RMIT University
School of Science [Computer Science and Information Technology]
COSC2407 – Database Systems
Assignment #1: MongoDB and Apache Derby
Due: 11.59pm on Wednesday 12 April 2017
Marks: This individual assignment is worth 10% of your overall mark
1 Introduction
In this assignment, using your AWS linux instance you will build and query an instance of a
MongoDB database and an Apache Derby relational database using data concerning pedestrian
traffic in Melbourne from: https://data.melbourne.vic.gov.au
Please read ALL the following requirements carefully before you start.
2 Data
The data that you are going to use in this assignment is open data from the City of Melbourne
about pedestrian traffic in the Melbourne CBD. The data is described at the following website:
https://data.melbourne.vic.gov.au/Transport-Movement/
Pedestrian-volume-updated-monthly-/b2ak-trbp
and the data can be explored (and downloaded) in various formats from that website. You can
download a compressed copy of the data from:
http://goanna.cs.rmit.edu.au/~jat/Pedestrian_volume__updated_monthly_.csv.zip
which can be accessed using the wget command from your AWS linux instance. Or you can
download the file on another machine and use scp to copy to your AWS linux instance or use a
tool (such as DBeaver or Robomongo to connect to your database and upload the data directly
into your database). When you download the file you will need to unzip the file. This file is
also available on blackboard.
The data is from https://data.melbourne.vic.gov.au and the first line contains the
field names that should be used to inform how you create and name any entities in your
databases.
3 Academic Integrity
This is individual assignment, which means what you submit MUST be your own original
work.
So make sure you reference any sources you use (including all web resources) as all assignments will be checked with plagiarism-detection software.
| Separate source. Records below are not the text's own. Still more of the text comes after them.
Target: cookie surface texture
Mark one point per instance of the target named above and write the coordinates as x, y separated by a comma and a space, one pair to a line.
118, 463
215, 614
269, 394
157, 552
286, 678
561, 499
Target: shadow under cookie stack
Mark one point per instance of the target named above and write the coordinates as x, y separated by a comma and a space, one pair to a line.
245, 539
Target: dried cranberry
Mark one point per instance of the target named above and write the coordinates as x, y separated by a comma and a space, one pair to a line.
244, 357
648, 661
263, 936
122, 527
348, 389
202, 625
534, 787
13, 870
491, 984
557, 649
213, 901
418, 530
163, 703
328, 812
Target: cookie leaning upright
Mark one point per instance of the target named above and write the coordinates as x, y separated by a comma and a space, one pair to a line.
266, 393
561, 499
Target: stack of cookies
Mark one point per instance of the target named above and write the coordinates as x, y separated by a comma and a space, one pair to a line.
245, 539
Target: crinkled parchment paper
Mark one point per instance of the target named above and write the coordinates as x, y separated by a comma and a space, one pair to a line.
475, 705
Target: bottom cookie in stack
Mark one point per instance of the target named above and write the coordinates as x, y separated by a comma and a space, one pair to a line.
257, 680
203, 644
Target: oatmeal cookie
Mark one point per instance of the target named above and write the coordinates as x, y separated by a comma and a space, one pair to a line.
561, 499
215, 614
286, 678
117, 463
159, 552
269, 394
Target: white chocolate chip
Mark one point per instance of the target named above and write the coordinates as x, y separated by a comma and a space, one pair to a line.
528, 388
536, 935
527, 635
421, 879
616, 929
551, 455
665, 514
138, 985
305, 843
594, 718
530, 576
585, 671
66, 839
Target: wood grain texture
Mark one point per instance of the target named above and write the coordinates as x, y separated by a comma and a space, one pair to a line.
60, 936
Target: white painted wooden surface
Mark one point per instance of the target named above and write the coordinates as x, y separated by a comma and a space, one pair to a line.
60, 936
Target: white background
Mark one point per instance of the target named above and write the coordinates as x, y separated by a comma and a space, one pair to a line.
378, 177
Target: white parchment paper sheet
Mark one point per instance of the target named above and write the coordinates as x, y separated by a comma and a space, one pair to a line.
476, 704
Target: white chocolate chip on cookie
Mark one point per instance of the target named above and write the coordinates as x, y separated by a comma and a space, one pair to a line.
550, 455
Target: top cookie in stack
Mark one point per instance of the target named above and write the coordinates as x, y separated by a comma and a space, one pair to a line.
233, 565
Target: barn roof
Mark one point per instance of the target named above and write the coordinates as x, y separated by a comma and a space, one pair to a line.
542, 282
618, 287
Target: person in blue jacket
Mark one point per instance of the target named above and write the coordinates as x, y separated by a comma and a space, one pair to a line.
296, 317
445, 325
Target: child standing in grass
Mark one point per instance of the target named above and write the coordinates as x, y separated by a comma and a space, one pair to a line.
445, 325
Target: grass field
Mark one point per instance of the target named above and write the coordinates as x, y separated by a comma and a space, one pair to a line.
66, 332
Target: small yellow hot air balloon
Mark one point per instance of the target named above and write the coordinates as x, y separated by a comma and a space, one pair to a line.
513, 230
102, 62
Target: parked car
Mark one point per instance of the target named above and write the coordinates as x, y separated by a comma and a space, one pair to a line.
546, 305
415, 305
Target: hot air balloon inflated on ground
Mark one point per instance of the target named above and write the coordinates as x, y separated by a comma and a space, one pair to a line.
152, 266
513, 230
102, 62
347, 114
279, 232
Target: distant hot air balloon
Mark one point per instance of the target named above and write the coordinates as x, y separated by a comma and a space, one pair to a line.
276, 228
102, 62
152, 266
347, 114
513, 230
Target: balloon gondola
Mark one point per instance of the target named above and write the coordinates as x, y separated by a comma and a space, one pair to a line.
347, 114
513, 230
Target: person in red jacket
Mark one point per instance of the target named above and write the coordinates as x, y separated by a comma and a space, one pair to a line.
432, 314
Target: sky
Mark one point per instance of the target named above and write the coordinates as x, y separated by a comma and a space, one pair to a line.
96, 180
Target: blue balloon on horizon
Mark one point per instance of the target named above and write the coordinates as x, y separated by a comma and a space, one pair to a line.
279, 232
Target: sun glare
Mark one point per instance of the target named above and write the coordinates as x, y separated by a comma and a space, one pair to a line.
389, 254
Any student found to have plagiarised will be subject to disciplinary action in accordance
with RMIT policy and procedures. Plagiarism includes submitting code that is not your own or
submitting text that is not your own. Submitting a comment from someone else in your code or a
sentence from someone else’s report is plagiarism, and plagiarism includes submitting work
from previous years. Allowing others to copy your work is also plagiarism. All plagiarism
will be penalised; there are no exceptions and no excuses. For further information, please see:
http://www1.rmit.edu.au/students/academic-integrity.
14 General Requirements and Getting Help
This section contains information about the general requirements that your assignment must
meet and how to get help.
1. Your database must be set up on your AWS linux instance (as set up following the instructions in the initial practical classes in the laboratories). As some tasks require timing you
should use the same AWS linux instance and versions of MongoDB and Apache Derby
for all tasks.
2. Parts of this assignment will ask you to analyse your results, and to write your conclusions in a report. The report MUST be a PDF file. Submissions that do not meet this
requirement will NOT be marked.
3. Your report must be well-written. Poorly written or hard to read reports will receive
substantially lower marks. Your report should be appropriate to submit in a professional
environment (such as including in a portfolio of your work for a prospective employer).
The RMIT Study & Learning Centre employs advisors to help you improve your writing.
For details, see http://www.rmit.edu.au/studyandlearningcentre.
4. All sections of this assignment are expected to show that you have thought about the
problem. The most basic structuring of data and analysis will get the most basic mark.
5. The COSC2407 Database Systems course blackboard contains a discussion board for this
assignment allowing a forum for students to ask questions (see below) and contribute
to discussion about aspects of the assignment. If there are announcements about the
assignment (including if there are any revisions to the assignment specification) these
will also be made via announcements on the course blackboard. You are expected to
check these on a daily basis. Login through https://my.rmit.edu.au.
6. If you have any questions about the assignment (for example to clarify requirements):
(a) Please first check this assignment specification, as well the announcements and the
discussion board to see if it has already been answered.
(b) If it has NOT already been answered and does NOT include your own code (including database queries), please post your question on the discussion board.
(c) Otherwise, if your question involves your own code (or is about your personal situation) then discuss it in your practical class with the lab instructor or contact the
lecturer (or your tutor) via email.
5 Tasks and Analysis
In this section, you will be asked to carry out several tasks using your AWS linux instance to
create and query a database (using both MongoDB and Derby), with the data in the provided
file and to analyse your results.
Create a file called report.pdf (various software including word processors can export
as PDF). Use this file to report on the following tasks. Each task should be reported under
a separate heading with the task name and description, for example for the first task use the
heading: Task 1: Load the data into MongoDB.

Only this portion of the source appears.